Fig.1 - La statua di Santa Lucia in processione a Siracusa
Fig.1 – La statua di Santa Lucia in processione a Siracusa

Proprio oggi ad esempio, 13 Dicembre, si festeggia Santa Lucia (Fig.1), che la tradizione vuole come il “giorno più corto che ci sia”. Contrariamente a quanto si pensa non è oggi il giorno più corto dell’anno, ma, ragionevolmente, il 21 o 22, quando si verifica il solstizio invernale. Il detto “Santa Lucia, il giorno più corto che ci sia” risale a quando, prima del 1582, la sfasatura fra calendario civile e calendario solare era tanto grande che il solstizio cadeva proprio fra il 12 e il 13 Dicembre, rendendo quindi quest’ultimo giorno, il più corto dell’anno. Riformando il calendario secondo accurate osservazioni astronomiche, Papa Gregorio XIII decretò che si passasse direttamente dal 4 Ottobre al 15 Ottobre, togliendo quindi i 10 giorni di sfasatura accumulati negli oltre 10 secoli precedenti.

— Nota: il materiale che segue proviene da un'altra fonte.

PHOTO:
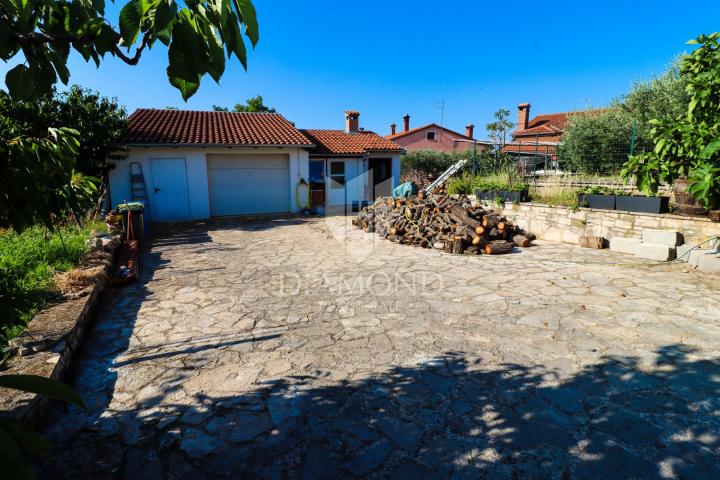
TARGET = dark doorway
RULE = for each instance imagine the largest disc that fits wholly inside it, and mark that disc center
(382, 177)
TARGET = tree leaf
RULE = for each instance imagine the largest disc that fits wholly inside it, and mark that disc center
(165, 13)
(712, 147)
(187, 87)
(130, 20)
(19, 82)
(247, 13)
(42, 386)
(12, 460)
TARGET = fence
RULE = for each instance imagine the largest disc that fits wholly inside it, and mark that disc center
(538, 157)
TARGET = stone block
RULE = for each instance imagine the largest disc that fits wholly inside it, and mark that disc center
(670, 238)
(655, 251)
(624, 245)
(709, 263)
(698, 256)
(684, 251)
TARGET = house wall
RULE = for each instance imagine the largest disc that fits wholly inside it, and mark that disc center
(196, 165)
(443, 141)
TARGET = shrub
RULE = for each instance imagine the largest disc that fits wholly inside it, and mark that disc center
(689, 144)
(28, 261)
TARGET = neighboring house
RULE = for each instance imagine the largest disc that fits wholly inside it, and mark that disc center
(198, 165)
(433, 137)
(540, 135)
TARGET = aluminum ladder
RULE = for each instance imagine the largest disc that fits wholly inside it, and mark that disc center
(138, 191)
(446, 174)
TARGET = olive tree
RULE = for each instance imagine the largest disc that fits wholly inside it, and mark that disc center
(688, 144)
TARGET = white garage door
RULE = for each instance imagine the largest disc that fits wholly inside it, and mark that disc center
(249, 184)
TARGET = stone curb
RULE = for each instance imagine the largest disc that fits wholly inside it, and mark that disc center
(48, 344)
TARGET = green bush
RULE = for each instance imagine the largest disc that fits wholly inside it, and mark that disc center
(28, 262)
(459, 185)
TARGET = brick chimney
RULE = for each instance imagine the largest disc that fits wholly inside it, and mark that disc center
(523, 116)
(352, 121)
(469, 130)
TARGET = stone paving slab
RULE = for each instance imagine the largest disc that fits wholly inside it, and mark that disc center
(305, 349)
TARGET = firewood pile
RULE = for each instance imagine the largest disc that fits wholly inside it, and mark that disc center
(442, 222)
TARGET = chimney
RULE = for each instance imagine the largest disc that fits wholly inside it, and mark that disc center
(523, 116)
(406, 123)
(352, 122)
(469, 130)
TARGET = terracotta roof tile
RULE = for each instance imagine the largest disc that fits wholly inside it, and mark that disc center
(187, 127)
(340, 142)
(429, 125)
(550, 123)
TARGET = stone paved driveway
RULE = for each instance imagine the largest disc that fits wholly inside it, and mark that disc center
(300, 349)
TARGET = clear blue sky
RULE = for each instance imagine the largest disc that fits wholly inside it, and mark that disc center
(316, 59)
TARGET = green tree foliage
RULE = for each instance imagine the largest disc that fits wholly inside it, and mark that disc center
(601, 141)
(597, 141)
(499, 129)
(254, 104)
(17, 442)
(36, 173)
(44, 32)
(688, 144)
(100, 121)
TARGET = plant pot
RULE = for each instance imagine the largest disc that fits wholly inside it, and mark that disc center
(642, 204)
(513, 196)
(488, 195)
(593, 200)
(685, 203)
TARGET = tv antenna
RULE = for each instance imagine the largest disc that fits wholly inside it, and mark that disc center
(441, 106)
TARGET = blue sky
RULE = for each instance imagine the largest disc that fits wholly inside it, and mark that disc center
(316, 59)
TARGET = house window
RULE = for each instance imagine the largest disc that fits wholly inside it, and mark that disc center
(337, 174)
(317, 173)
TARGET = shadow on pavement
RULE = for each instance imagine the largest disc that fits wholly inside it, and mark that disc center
(446, 418)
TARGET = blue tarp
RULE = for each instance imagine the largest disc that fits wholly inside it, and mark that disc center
(407, 189)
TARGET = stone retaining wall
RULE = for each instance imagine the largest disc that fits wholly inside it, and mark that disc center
(48, 344)
(562, 224)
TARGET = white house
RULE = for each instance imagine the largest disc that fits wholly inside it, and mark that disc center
(197, 165)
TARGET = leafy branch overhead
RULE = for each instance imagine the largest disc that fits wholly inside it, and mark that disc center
(198, 37)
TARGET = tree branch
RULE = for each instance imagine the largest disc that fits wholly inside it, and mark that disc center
(41, 37)
(135, 58)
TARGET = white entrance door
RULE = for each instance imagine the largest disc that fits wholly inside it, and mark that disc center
(248, 184)
(337, 177)
(169, 190)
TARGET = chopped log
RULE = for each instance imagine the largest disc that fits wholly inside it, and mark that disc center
(498, 247)
(457, 246)
(521, 241)
(593, 242)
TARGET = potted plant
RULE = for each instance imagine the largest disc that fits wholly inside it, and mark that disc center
(642, 203)
(518, 192)
(598, 197)
(487, 191)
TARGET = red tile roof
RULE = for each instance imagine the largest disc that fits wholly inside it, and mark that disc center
(549, 124)
(429, 125)
(186, 127)
(339, 142)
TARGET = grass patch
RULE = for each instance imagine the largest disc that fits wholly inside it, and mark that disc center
(28, 264)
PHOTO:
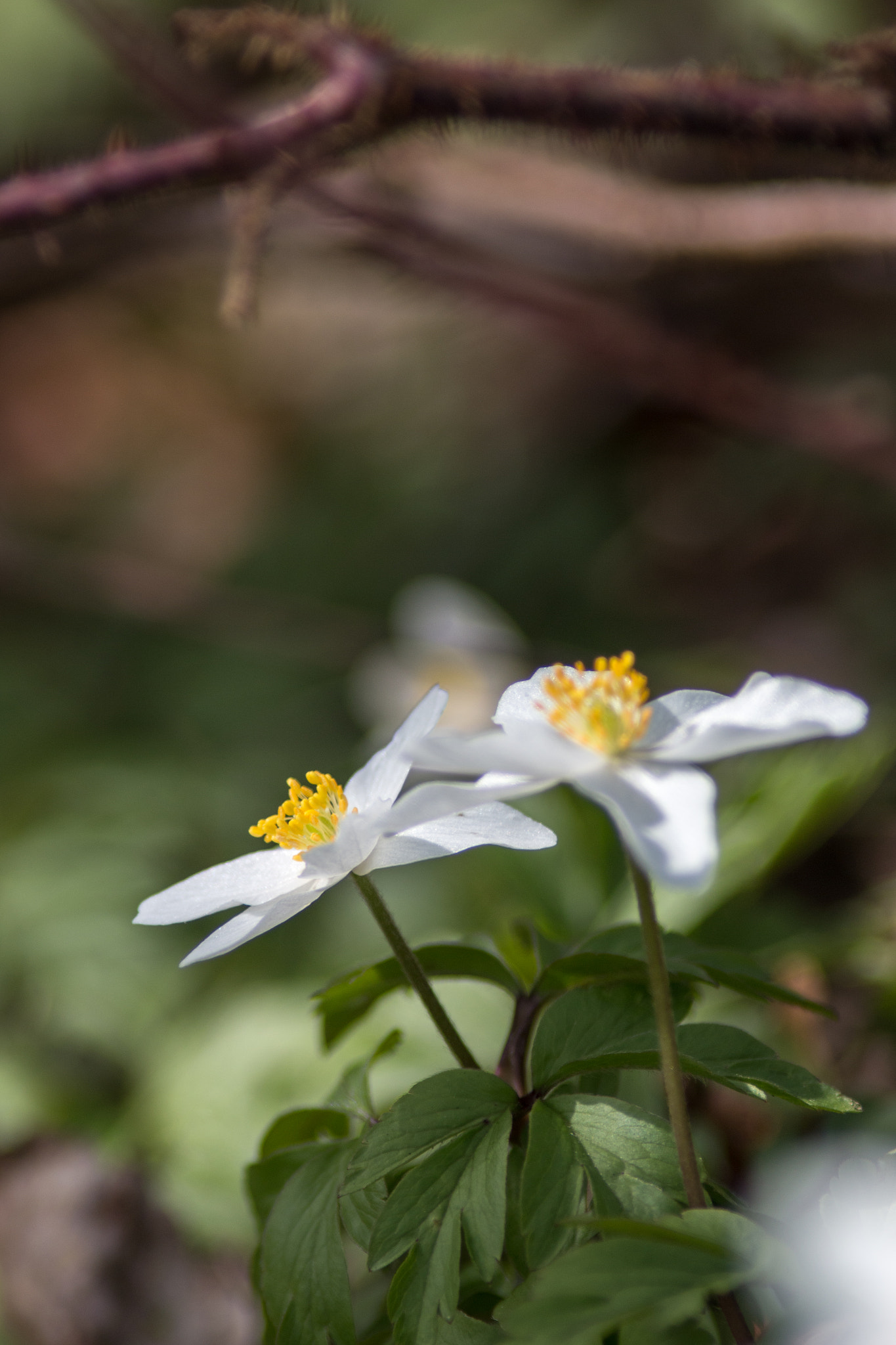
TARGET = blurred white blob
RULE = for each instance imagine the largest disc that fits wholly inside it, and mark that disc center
(448, 632)
(845, 1255)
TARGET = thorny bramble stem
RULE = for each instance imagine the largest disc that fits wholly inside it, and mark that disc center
(410, 965)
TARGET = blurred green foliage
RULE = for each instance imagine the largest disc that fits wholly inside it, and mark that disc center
(399, 437)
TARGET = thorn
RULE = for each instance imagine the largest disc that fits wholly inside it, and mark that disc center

Il solstizio passò così al 21-22 Dicembre (come oggi) ma la festa della santa rimase sempre al 13.

Va comunque rilevato che ancora oggi attorno al 13 Dicembre si ha effettivamente un “accorciamento” delle giornate, nel senso che questo è il periodo dell’anno in cui il Sole tramonta più presto:  per le prime due settimane di Dicembre l’orario del tramonto si mantiene quasi costante, tra le 16:41 e le 16:42 (per una località di media latitudine italiana): perfino prima che al solstizio! Durante il solstizio, infatti, il Sole tramonta un po’ più tardi, circa 3 minuti dopo, alle 16:44, ma anche l’alba è ritardata di alcuni minuti, avendo luogo alle 7:37: in definitiva, pur tramontando dopo, il Sole resta sopra l’orizzonte circa 3 minuti in meno rispetto al giorno 13, e si ha il dì più corto dell’anno.

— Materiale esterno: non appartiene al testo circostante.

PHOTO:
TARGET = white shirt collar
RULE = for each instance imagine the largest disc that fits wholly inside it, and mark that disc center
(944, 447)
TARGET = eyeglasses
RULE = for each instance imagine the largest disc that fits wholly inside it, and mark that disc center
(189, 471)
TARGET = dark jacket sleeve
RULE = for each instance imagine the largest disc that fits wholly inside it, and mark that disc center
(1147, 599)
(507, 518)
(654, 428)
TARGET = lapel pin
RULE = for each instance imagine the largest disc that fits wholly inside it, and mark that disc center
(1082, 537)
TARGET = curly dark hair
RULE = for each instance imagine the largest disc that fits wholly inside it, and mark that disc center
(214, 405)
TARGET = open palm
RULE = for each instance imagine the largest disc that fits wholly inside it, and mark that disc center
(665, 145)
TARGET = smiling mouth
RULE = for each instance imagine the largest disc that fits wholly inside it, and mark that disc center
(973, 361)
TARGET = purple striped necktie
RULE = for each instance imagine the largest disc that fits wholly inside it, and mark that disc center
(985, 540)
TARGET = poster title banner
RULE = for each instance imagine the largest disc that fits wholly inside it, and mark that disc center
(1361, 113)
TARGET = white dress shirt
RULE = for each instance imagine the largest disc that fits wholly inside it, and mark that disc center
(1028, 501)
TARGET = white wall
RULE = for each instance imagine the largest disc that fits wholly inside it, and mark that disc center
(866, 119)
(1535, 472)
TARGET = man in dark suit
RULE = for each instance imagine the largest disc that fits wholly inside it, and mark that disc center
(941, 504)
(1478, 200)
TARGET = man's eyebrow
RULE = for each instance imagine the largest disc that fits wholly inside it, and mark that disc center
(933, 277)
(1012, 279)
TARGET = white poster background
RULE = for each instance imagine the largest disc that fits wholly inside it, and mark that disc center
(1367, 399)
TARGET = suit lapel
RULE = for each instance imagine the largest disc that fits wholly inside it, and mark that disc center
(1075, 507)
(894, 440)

Fig.2 - Il merlo tra la neve, la cui “variante femminile” è la protagonista del detto popolare
Fig.2 – Il merlo tra la neve, la cui “variante femminile” è la protagonista del detto popolare

I cosiddetti giorni della merla (Fig.2) sono, secondo la tradizione più nota, gli ultimi tre giorni di gennaio (29, 30 e 31). Sempre secondo la tradizione sarebbero i tre giorni più freddi dell’anno. L’origine della locuzione “i giorni della merla” non è ben chiara. Sebastiano Pauli (Modi di dire toscani ricercati nella loro origine; p. 341- Venezia, appresso Simone Occhi MDCCXL, 1740) espone due ipotesi:

«“I giorni della Merla” in significazione di giorni freddissimi. L’origine del quel dettato dicon esser questo: dovendosi far passare oltre Po un Cannone di prima portata, nomato la Merla, s’aspettò l’occasione di questi giorni: ne’ quali, essendo il Fiume tutto gelato, poté quella macchina esser tratta sopra di quello, che sostenendola diè il comodo di farla giugnere all’altra riva. Altri altrimenti contano: esservi stato, cioè un tempo fa, una Nobile Signora di Caravaggio, nominata de Merli, la quale dovendo traghettare il Po per andare a Marito, non lo poté fare se non in questi giorni, ne’ quali passò sovra il fiume gelato

Secondo la versione più conosciuta ed elaborata della leggenda, “una merla, con uno splendido candido piumaggio, era regolarmente strapazzata da gennaio, mese freddo e ombroso, che si divertiva ad aspettare che lei uscisse dal nido in cerca di cibo, per gettare sulla terra freddo e gelo. Stanca delle continue persecuzioni, la merla un anno decise di fare provviste sufficienti per un mese, e si rinchiuse nella sua tana, al riparo, per tutto il mese di Gennaio, che allora aveva solo ventotto giorni. L’ultimo giorno del mese, la merla, pensando di aver ingannato il cattivo Gennaio, uscì dal nascondiglio e si mise a cantare per sbeffeggiarlo. Gennaio se ne risentì così tanto che chiese in prestito tre giorni a febbraio e si scatenò con bufere di neve, vento, gelo e pioggia. La merla si rifugiò alla chetichella in un camino e lì restò al riparo per tre giorni. Quando la merla uscì, era sì salva, ma il suo bel piumaggio si era annerito a causa del fumo, e così essa rimase per sempre con le piume nere”.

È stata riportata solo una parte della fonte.